As stocks endure their worst correction since 2011, and the battle between the Federal Reserve's doves and hawks rages on over a quarter-of-a-percentage-point rate hike, the much-anticipated August employment numbers made for a surprisingly mediocre report.
Nonfarm payrolls came in below consensus at 173,000. But private payrolls increased only 140,000, their smallest gain in five months. Compared with the average post-1960 recoveries, private-sector jobs are nearly 6 million below that long-run trend line.
The best parts of the report were a rise in average hourly earnings and a gain in aggregate hours worked.

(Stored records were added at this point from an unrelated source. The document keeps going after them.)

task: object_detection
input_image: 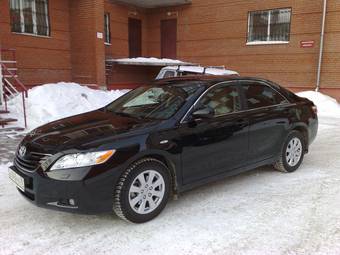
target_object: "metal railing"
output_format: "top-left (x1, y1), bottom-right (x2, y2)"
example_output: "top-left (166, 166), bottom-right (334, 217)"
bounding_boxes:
top-left (0, 48), bottom-right (28, 128)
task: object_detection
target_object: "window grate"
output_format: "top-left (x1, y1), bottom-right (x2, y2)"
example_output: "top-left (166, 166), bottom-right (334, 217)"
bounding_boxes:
top-left (247, 8), bottom-right (292, 43)
top-left (10, 0), bottom-right (50, 36)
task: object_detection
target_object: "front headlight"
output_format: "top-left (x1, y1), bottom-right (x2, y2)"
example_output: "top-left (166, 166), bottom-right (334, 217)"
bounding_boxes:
top-left (51, 150), bottom-right (116, 171)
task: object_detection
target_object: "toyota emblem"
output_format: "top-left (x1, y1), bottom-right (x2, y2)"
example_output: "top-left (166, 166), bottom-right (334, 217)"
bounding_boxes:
top-left (19, 146), bottom-right (26, 157)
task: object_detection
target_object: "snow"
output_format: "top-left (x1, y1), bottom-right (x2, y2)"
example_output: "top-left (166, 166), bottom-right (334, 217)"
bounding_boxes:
top-left (0, 89), bottom-right (340, 255)
top-left (297, 91), bottom-right (340, 118)
top-left (107, 57), bottom-right (190, 66)
top-left (4, 82), bottom-right (126, 130)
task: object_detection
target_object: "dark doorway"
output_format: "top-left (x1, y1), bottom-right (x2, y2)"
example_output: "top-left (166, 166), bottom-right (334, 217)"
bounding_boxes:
top-left (129, 18), bottom-right (142, 58)
top-left (161, 19), bottom-right (177, 59)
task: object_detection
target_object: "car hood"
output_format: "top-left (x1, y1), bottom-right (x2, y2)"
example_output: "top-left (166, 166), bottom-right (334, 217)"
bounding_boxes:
top-left (23, 110), bottom-right (160, 154)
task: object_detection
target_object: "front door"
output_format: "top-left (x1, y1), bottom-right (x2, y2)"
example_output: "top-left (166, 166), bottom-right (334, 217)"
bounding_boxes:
top-left (129, 18), bottom-right (142, 58)
top-left (161, 19), bottom-right (177, 59)
top-left (179, 82), bottom-right (248, 184)
top-left (240, 81), bottom-right (292, 163)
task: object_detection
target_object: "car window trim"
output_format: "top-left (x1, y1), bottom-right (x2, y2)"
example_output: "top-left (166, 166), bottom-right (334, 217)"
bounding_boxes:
top-left (239, 79), bottom-right (291, 110)
top-left (180, 80), bottom-right (242, 124)
top-left (180, 79), bottom-right (295, 124)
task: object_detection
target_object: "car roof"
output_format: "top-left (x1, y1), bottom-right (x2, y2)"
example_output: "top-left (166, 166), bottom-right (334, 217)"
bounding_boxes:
top-left (162, 65), bottom-right (238, 75)
top-left (154, 75), bottom-right (272, 87)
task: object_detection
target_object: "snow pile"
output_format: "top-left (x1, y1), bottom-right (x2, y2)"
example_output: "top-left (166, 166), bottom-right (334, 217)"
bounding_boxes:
top-left (9, 82), bottom-right (126, 130)
top-left (297, 91), bottom-right (340, 118)
top-left (159, 66), bottom-right (239, 75)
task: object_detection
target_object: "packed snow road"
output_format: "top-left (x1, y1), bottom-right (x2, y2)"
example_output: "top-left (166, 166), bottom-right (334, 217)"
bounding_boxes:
top-left (0, 117), bottom-right (340, 255)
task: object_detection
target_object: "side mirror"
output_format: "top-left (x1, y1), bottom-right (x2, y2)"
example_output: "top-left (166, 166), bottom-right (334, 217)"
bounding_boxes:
top-left (192, 107), bottom-right (214, 119)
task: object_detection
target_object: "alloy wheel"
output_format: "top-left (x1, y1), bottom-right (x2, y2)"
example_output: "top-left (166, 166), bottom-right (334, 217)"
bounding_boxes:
top-left (286, 137), bottom-right (302, 167)
top-left (129, 170), bottom-right (165, 214)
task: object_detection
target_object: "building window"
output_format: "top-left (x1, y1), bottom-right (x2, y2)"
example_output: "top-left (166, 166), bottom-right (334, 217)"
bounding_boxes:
top-left (10, 0), bottom-right (50, 36)
top-left (104, 13), bottom-right (111, 44)
top-left (247, 8), bottom-right (292, 44)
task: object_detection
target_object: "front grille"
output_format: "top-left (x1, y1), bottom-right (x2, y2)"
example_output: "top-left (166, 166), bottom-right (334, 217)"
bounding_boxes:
top-left (14, 152), bottom-right (51, 172)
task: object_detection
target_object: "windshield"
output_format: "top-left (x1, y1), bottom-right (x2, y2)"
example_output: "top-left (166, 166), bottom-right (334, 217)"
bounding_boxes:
top-left (106, 83), bottom-right (199, 120)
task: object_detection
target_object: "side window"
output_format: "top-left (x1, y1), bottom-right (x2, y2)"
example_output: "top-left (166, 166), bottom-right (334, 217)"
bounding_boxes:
top-left (242, 83), bottom-right (287, 109)
top-left (199, 85), bottom-right (241, 117)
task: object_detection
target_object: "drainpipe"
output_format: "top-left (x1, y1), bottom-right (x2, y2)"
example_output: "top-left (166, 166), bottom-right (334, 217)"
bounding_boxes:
top-left (315, 0), bottom-right (327, 92)
top-left (0, 48), bottom-right (4, 106)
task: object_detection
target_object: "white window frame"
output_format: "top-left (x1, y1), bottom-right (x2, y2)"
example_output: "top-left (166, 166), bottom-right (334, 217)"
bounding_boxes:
top-left (247, 8), bottom-right (292, 45)
top-left (13, 0), bottom-right (51, 37)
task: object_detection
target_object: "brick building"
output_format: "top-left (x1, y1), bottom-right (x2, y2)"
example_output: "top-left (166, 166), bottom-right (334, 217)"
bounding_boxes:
top-left (0, 0), bottom-right (340, 99)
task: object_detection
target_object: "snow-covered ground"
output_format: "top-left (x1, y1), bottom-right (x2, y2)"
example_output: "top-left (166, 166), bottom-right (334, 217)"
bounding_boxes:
top-left (4, 82), bottom-right (127, 130)
top-left (0, 86), bottom-right (340, 255)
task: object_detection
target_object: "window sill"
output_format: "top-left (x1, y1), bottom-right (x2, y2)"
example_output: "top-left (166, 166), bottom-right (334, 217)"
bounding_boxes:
top-left (12, 32), bottom-right (52, 39)
top-left (246, 41), bottom-right (289, 46)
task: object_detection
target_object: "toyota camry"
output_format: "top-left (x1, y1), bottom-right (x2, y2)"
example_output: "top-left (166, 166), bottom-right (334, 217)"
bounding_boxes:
top-left (9, 76), bottom-right (318, 223)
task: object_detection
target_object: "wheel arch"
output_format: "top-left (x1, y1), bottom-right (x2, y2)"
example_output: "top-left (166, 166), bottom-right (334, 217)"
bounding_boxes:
top-left (123, 151), bottom-right (180, 194)
top-left (292, 124), bottom-right (309, 152)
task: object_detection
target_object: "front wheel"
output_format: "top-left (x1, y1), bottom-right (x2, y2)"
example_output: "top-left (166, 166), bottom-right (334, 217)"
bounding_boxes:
top-left (274, 131), bottom-right (305, 173)
top-left (113, 158), bottom-right (171, 223)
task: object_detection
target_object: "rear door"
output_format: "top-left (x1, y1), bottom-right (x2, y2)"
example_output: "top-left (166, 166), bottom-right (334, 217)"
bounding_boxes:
top-left (240, 81), bottom-right (291, 163)
top-left (179, 82), bottom-right (248, 184)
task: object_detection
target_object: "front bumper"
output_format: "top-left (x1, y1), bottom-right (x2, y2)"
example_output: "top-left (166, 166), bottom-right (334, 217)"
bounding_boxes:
top-left (10, 166), bottom-right (121, 214)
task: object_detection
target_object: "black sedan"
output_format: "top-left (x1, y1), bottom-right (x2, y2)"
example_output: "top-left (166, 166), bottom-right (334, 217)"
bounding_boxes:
top-left (9, 76), bottom-right (318, 223)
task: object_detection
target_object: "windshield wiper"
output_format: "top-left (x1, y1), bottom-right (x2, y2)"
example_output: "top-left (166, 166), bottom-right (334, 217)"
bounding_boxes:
top-left (113, 112), bottom-right (142, 119)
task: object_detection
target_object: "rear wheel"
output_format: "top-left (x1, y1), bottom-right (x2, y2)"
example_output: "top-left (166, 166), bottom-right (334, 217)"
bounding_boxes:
top-left (274, 131), bottom-right (305, 173)
top-left (113, 158), bottom-right (171, 223)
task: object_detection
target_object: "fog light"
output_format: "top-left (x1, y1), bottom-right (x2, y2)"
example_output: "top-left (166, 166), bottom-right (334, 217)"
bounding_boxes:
top-left (68, 198), bottom-right (76, 206)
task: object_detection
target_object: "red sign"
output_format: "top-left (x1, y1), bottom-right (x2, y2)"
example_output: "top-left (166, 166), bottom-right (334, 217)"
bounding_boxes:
top-left (300, 41), bottom-right (315, 48)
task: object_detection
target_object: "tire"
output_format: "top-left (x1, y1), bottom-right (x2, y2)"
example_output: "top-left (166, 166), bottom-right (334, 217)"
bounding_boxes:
top-left (113, 158), bottom-right (172, 223)
top-left (274, 131), bottom-right (306, 173)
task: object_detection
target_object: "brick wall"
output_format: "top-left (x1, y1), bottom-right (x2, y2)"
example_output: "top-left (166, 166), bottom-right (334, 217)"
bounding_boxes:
top-left (148, 0), bottom-right (340, 98)
top-left (0, 0), bottom-right (71, 86)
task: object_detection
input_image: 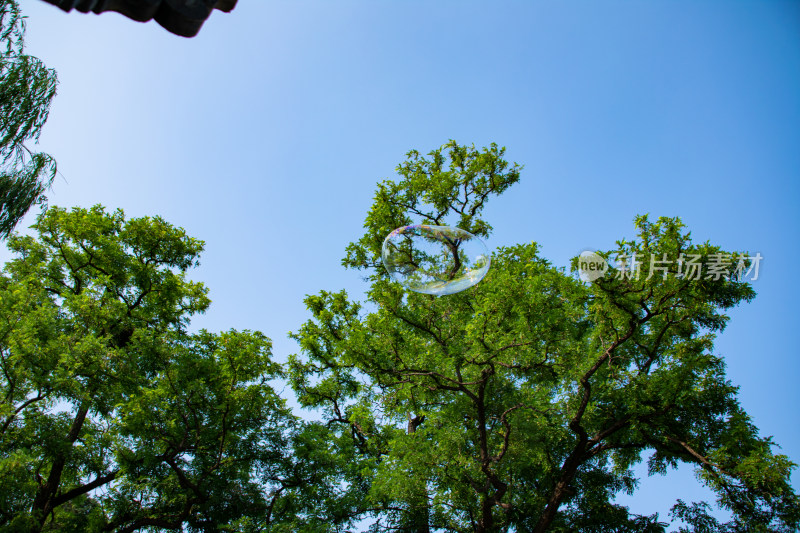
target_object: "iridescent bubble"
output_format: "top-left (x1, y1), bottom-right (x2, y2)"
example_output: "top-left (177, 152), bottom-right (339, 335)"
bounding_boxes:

Putting the two together, labor-wage income over the past year is running at about 5 percent and, since there's no inflation, that could sustain real consumer spending. This is good news.
Yet earlier in the week the ISM Manufacturing report was soft. Inside that survey, new orders were especially soft. It's a sign that business-investment spending will remain the weakest part of the economic recovery.
All of which allows me to make my usual pleas: Can we please slash the corporate tax rate from 40 percent to 15 percent, allow full expensing of investment, stop the double tax on multinational profits, and be sure the small-business S Corporations can pay the new lower rate? A deep corporate tax cut would be the single most stimulative policy measure. It would turn a 2.5 percent growth economy into a 4-plus percent growth economy.
But back to the Fed. What are they going to do? No one knows. If it were up to me they would do nothing.